PENTLOCKIN

Jailbirds Can't Fly

About

Complete at 75,000 words - representation and film-rights inquiries welcome.


Pentlockin — A psychological horror that traps its reader inside an urban legend.

Brynn Evesham questions the dead.

Her mother, gone for years. Her favourite aunt, buried only days ago.

And now, Walter Crimp, the former executioner at Pentlockin Prison.

Except Walter Crimp, known as The Gallows Man since the night the inmates who feared him took their revenge, answers back through whispers, obsession, and the promise of release.

Following a warning from a stranger in the cemetery, and desperate to repair her fractured bond with her father, Brynn begins to research the origin of The Gallows Man — the urban legend said to rise when the guilty go unpunished.

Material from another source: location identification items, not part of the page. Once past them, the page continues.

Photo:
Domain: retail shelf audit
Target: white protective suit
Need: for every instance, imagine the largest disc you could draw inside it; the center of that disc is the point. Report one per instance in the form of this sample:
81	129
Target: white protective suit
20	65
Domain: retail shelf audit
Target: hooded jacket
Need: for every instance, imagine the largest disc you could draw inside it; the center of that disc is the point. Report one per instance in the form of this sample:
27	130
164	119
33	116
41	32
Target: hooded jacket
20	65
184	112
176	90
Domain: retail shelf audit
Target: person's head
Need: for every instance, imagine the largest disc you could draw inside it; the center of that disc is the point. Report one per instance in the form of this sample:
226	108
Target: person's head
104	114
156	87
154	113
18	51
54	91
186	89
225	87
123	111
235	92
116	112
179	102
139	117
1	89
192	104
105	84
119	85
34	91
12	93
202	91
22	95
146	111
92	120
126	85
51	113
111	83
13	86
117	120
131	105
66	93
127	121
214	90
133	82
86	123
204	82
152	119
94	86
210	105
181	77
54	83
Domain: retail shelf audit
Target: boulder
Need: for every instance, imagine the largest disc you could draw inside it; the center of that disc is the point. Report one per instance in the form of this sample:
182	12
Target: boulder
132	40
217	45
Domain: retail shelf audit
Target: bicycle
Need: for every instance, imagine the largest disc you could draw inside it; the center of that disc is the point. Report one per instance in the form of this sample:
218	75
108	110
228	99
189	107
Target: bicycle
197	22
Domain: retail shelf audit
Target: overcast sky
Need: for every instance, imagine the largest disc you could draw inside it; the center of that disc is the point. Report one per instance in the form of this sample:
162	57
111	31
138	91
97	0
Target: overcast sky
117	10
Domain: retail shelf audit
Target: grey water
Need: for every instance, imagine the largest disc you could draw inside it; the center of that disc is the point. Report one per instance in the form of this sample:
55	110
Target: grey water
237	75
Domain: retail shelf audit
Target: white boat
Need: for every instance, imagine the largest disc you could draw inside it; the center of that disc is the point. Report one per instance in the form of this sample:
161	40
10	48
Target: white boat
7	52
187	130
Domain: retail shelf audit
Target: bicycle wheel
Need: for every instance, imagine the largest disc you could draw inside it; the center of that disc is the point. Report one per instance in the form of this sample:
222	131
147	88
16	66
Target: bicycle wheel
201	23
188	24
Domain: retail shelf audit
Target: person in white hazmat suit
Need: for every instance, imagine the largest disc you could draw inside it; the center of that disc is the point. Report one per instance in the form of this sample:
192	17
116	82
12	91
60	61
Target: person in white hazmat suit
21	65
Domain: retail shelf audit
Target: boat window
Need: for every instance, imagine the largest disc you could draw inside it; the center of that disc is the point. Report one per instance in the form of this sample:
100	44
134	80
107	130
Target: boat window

Grief and injustice intertwine with a mysterious symbol, a canary that draws her into a spiral of discovery. She learns that a headline riot in 1955 ended Crimp’s life, but the reason remains buried deeper than her trauma, reachable only at a price.

Determined to debunk the legend, Brynn’s investigation unravels into something far darker than folklore.

The deeper she digs, the further she falls. Each revelation tightens the noose around her work, her sanity, her life. 

Grainy videos, origin clues, and desperate calls for help lead her back to Pentlockin, where Crimp still holds the key to survival or surrender. 

As the walls close in and history begins to repeat itself, Brynn must decide whether to expose the story or become part of it.

All she wanted was closure. What she found was him.

A grave awaits. Crimp’s, Brynn’s, or yours.


Pentlockin dismantles the mind through dread, illusion, and guilt.  It’s not a story you simply read. It’s a story that rewrites itself around you. 

Every scene shifts meaning when revisited. Details dismissed as background reappear as evidence. The book uses narrative sleight-of-hand and recontextualisation to implicate the reader in its horror.

At its heart is Walter Crimp: part legend, part memory, executioner, judge, horror returned.


Readers of Gillian Flynn, Jennifer McMahon, and Neil Gaiman will recognise the psychological depth and mythic undertone. Fans of The Green Mile, Fight Club, and The Haunting of Hill House will find the same moral unease and devastating emotional pay-off.


Concept mock-up created for visual reference. 

Praise for this book

“One of the most emotionally intelligent horrors I’ve ever read.”

My brain is still in limbo. I have NO clue what is actually real or not real. Like, it could go either way but it works SOOOO WELL

“As someone who never reads horror, I was stunned by Pentlockin. I was drawn in from the first page and terrified alongside Brynn. The ending had me questioning everything I thought I knew. This story refuses to leave my mind.”

A haunting, elegantly written psychological horror that grips from the first page and never lets go. With lyrical prose, mounting dread, and twists that linger long after the final reveal, Pentlockin is an unforgettable descent into fear and obsession.